Italia

Renzi al Pd: niente veti. E Prodi si sfila

Direzione del Pd convocata in modo permanente fino alla elezione del nuovo capo dello Stato ma il nome del candidato alla successione di Giorgio Napolitano Matteo Renzi lo farà solo nelle «24 ore precedenti al voto». Dopo aver consultato tutti gli altri partiti, a partire dagli alleati ma senza «accettare veti da parte di nessuno», avverte.

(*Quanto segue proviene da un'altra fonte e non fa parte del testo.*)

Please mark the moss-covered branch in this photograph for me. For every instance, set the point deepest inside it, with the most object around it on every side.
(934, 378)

Il segretario premier non scopre le sue carte e in direzione cerca di blandire la minoranza democratica, sul piede di guerra sulla riforma elettorale e costituzionale, solleticando l’orgoglio di partito. Il Pd, dice Renzi citando forse inconsapevolmente lo slogan che portò i socialisti di Mitterand a vincere in Francia, «è una forza tranquilla» chiamata ad assumersi la responsabilità dell’ultima scelta sul Quirinale. «Siamo noi i colpevoli se va male», dice Renzi preoccupato del bis del 2013 quando 101 parlamentari dem bocciarono nel voto segreto per il Colle prima Franco Marini e poi il fondatore dell’Ulivo. E proprio Romano Prodi, il cui nome viene da giorni evocato dalla minoranza del partito e da Sel, mentre è ancora in corso la direzione del Pd si chiama fuori. «Non voglio più essere tirato in mezzo a tensioni, credo sia importante che in una società ci siano persone che anche al di fuori di aspetti istituzionali servano il proprio Paese e io credo di fare questo in modo soddisfacente per me e anche utile per l’Italia», dice il professore.